(QNO) - Wildlife habitats are enlarged to preserve rare wildlife species in the cooperation between localities. At the same time, a mechanism has been set up to protect the forest ecosystem sustainably, highly adapt to climate change.
|Foresters recording gray-shanked doucs|
The Forest Protection Department has recently restored forest ecosystems and protected endangered species. The plan on Song Thanh National Park is an example. It is expanded from the Song Thanh Nature Reserve. Besides, the projects on urgent conservation of elephants and enhancing the control and trading of ivory in Vietnam until 2020 in Nong Son district have been carried out. Some others are the Sao La Nature Reserve and the preservation of gray-shanked douc in Tam My Tay commune (Nui Thanh).
The local authorities have helped the residents with their livelihoods, making them not dependent so much on forests any longer. So several rare species are protected from extinction. More than 1,000 ancient trees in Phuoc Son and Nam Giang districts have been delivered to villagers and cared for in special ways. The forests there are digitally mapped for remote management.
In order to prevent the invasion of local residents, the International Fund for Nature launched the project on monitoring biodiversity in special-use forests in Quang Nam. The project also helps the residents understand the human effects on natural populations (consisting of mammals and birds). Besides, the real situation and the changes of forest ecosystems are also analyzed.
According to Mr.Tran Huu Vy, Director of the Green Vietnam Center for Biodiversity Conservation (manager of the project on gray-shanked douc conservation), it is possible to preserve gray-shanked doucs in Nui Thanh if they are in a remote protection. That is, the reserve area for the gray-shanked doucs needs to be enlarged. There should be polices so that the local residents will never touch the “house” of the doucs.
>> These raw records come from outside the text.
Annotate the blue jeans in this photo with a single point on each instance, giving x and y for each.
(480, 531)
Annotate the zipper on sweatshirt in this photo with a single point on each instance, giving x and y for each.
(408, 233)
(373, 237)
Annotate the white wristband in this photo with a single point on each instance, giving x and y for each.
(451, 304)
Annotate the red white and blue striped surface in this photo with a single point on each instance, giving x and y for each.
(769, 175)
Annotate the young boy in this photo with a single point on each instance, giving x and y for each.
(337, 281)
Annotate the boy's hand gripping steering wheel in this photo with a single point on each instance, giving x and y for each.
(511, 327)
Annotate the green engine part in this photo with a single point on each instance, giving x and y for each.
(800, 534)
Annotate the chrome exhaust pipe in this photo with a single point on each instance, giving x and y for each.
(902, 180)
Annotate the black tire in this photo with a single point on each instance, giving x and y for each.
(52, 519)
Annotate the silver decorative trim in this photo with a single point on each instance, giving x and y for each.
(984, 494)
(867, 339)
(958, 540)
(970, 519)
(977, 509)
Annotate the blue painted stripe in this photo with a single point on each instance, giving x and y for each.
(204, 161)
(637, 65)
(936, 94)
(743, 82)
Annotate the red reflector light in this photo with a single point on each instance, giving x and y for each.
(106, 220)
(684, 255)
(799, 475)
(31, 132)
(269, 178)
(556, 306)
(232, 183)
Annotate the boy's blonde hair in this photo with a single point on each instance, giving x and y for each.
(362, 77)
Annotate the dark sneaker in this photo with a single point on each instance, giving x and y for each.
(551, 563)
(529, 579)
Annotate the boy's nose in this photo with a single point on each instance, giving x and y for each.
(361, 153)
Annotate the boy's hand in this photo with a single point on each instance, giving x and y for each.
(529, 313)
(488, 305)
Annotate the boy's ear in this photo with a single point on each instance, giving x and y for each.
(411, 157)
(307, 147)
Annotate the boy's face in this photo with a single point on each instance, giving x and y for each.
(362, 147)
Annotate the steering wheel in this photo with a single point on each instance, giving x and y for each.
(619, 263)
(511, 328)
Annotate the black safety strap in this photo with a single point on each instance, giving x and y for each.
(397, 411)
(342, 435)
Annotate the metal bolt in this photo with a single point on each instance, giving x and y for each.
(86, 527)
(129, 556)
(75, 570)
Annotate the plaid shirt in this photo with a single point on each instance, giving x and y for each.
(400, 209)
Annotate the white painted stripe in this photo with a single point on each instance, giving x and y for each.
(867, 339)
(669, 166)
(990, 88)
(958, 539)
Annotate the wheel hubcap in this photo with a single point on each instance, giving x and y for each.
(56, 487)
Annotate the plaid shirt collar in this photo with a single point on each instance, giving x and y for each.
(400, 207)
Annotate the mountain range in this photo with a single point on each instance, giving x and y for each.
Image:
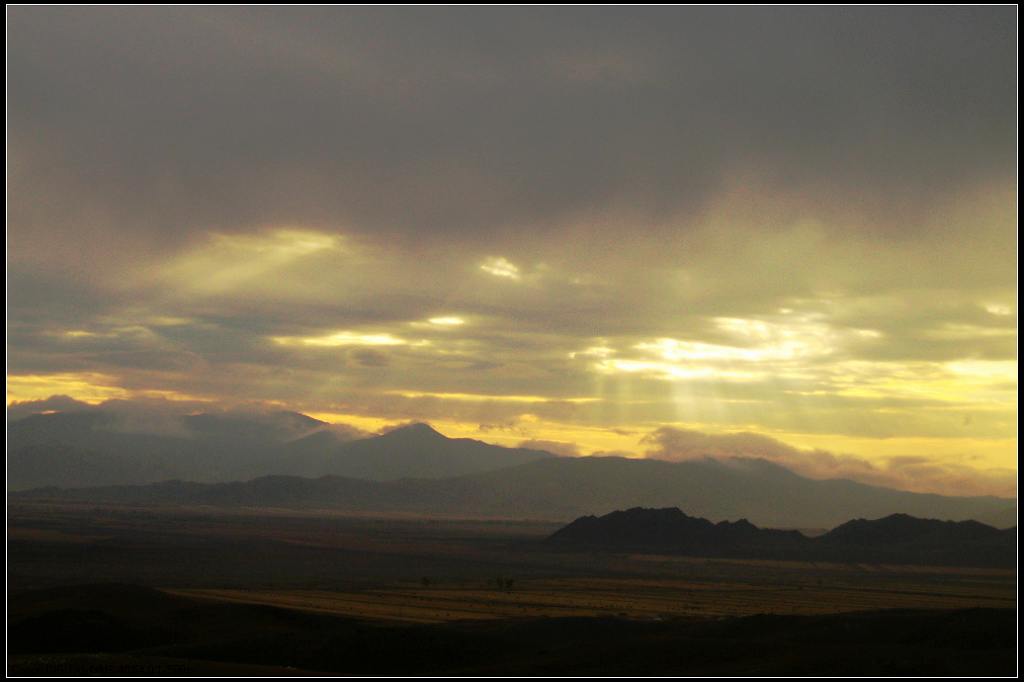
(894, 539)
(293, 461)
(95, 448)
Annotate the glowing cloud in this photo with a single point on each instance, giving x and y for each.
(501, 267)
(341, 339)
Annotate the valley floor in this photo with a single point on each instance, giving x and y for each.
(409, 595)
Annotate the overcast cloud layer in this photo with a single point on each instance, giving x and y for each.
(572, 225)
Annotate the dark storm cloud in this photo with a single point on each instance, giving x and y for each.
(446, 123)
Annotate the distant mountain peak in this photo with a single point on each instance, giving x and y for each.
(415, 429)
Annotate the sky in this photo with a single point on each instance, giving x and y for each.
(786, 232)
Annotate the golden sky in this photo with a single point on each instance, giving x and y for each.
(665, 232)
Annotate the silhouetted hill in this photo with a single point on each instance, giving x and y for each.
(905, 539)
(895, 539)
(672, 530)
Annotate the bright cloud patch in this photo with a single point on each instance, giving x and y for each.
(501, 267)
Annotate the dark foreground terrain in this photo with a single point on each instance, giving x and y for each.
(163, 591)
(120, 629)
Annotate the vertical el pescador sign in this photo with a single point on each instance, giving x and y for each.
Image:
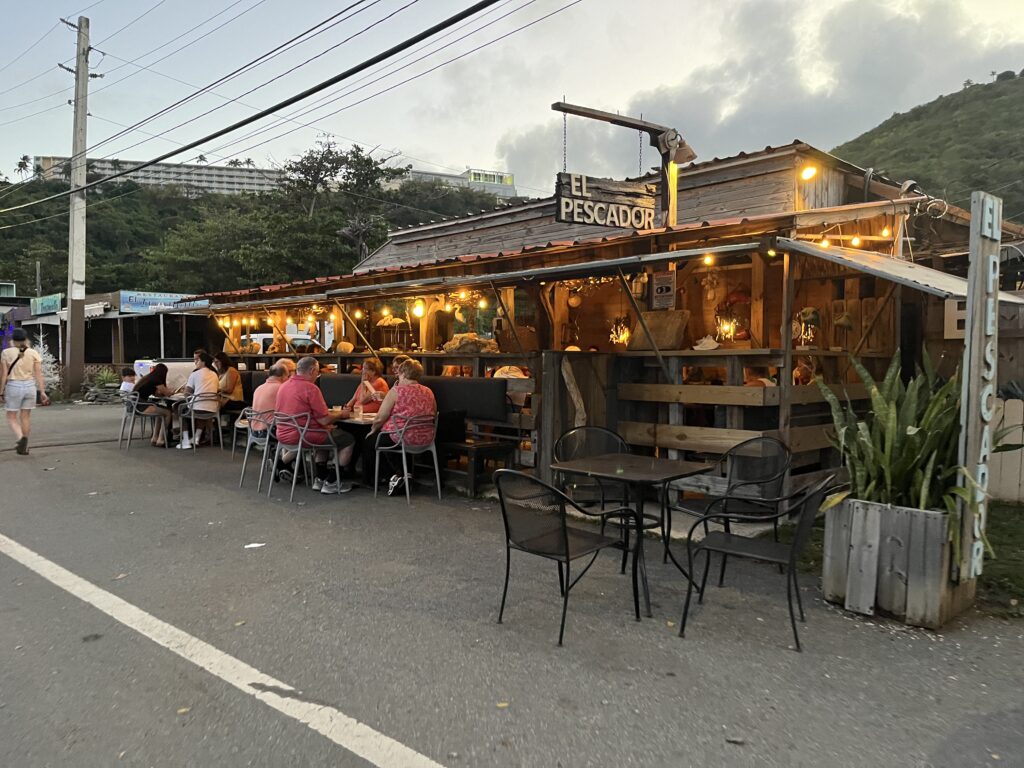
(980, 359)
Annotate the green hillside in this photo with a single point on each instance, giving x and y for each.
(972, 139)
Cross-border forest diversity
In 2018, the Greater Mekong Sub-region Biodiversity Conservation Corridors Project - Phase 2 (BCC project) keeps on bringing benefits to the localities along the borders. The mountainous areas of Quang Nam, Quang Tri and Thua Thien Hue can maintain and restore the ecosystem connectivity there, ensuring sustainable forest ecology and adapting to climate change, creating biodiversity corridors. It also helps to create residents’ livelihood, improve their lives and speed up the local economic development.
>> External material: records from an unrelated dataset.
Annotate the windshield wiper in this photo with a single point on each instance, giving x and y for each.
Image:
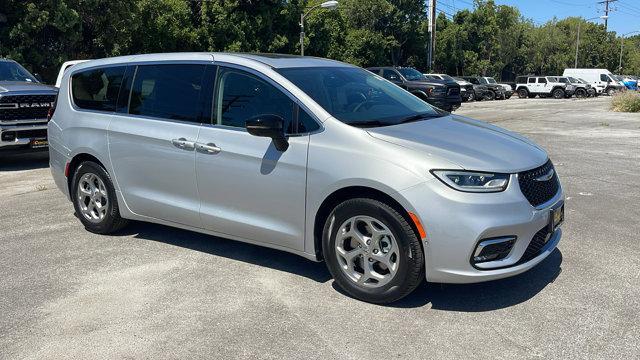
(419, 117)
(367, 123)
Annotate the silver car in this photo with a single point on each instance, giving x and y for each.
(306, 155)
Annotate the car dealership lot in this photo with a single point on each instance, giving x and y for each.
(158, 292)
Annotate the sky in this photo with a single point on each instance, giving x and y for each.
(624, 18)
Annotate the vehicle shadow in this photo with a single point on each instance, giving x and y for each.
(24, 162)
(236, 250)
(478, 297)
(486, 296)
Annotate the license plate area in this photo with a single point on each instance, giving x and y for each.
(38, 143)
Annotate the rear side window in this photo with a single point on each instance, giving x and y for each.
(169, 91)
(97, 89)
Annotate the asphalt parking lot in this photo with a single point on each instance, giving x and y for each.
(158, 292)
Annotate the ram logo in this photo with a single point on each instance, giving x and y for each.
(34, 105)
(26, 105)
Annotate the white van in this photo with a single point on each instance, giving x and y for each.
(601, 79)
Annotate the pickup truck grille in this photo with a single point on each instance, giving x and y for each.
(25, 107)
(453, 91)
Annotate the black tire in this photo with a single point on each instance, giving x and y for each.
(112, 221)
(558, 94)
(410, 272)
(490, 95)
(523, 93)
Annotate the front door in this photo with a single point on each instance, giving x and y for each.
(152, 147)
(248, 188)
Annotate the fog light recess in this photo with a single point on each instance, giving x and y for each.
(493, 249)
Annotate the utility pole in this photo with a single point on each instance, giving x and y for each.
(606, 10)
(432, 33)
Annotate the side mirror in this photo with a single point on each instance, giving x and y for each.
(271, 126)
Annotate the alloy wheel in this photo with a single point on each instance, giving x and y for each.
(92, 198)
(367, 251)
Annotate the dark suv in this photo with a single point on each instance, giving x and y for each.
(494, 91)
(444, 94)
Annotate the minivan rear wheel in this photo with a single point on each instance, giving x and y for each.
(372, 251)
(94, 199)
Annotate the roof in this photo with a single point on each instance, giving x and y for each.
(270, 60)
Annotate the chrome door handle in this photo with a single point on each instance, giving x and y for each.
(209, 148)
(183, 144)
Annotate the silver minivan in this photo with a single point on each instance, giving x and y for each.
(311, 156)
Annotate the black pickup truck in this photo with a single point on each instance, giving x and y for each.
(24, 106)
(444, 94)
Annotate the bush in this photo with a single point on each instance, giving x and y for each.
(628, 101)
In Quang Nam, the BCC project was carried out in Nam Giang and Tay Giang districts with four components (strengthening institutional capacities; restoration, protection and sustainable management of biodiversity corridors; improvement of livelihoods and infrastructure; project management). The project is financed by the Asian Development Bank. Moreover, the Quang Nam provincial People's Committee has lately approved the second phase of the BCC project, which is the good news. The project will ensure the safety for protective and special-use forests thanks to the cross-border cooperation and management of forest ecosystems between the countries (Vietnam, Laos and Cambodia) in the Greater Mekong Sub-region.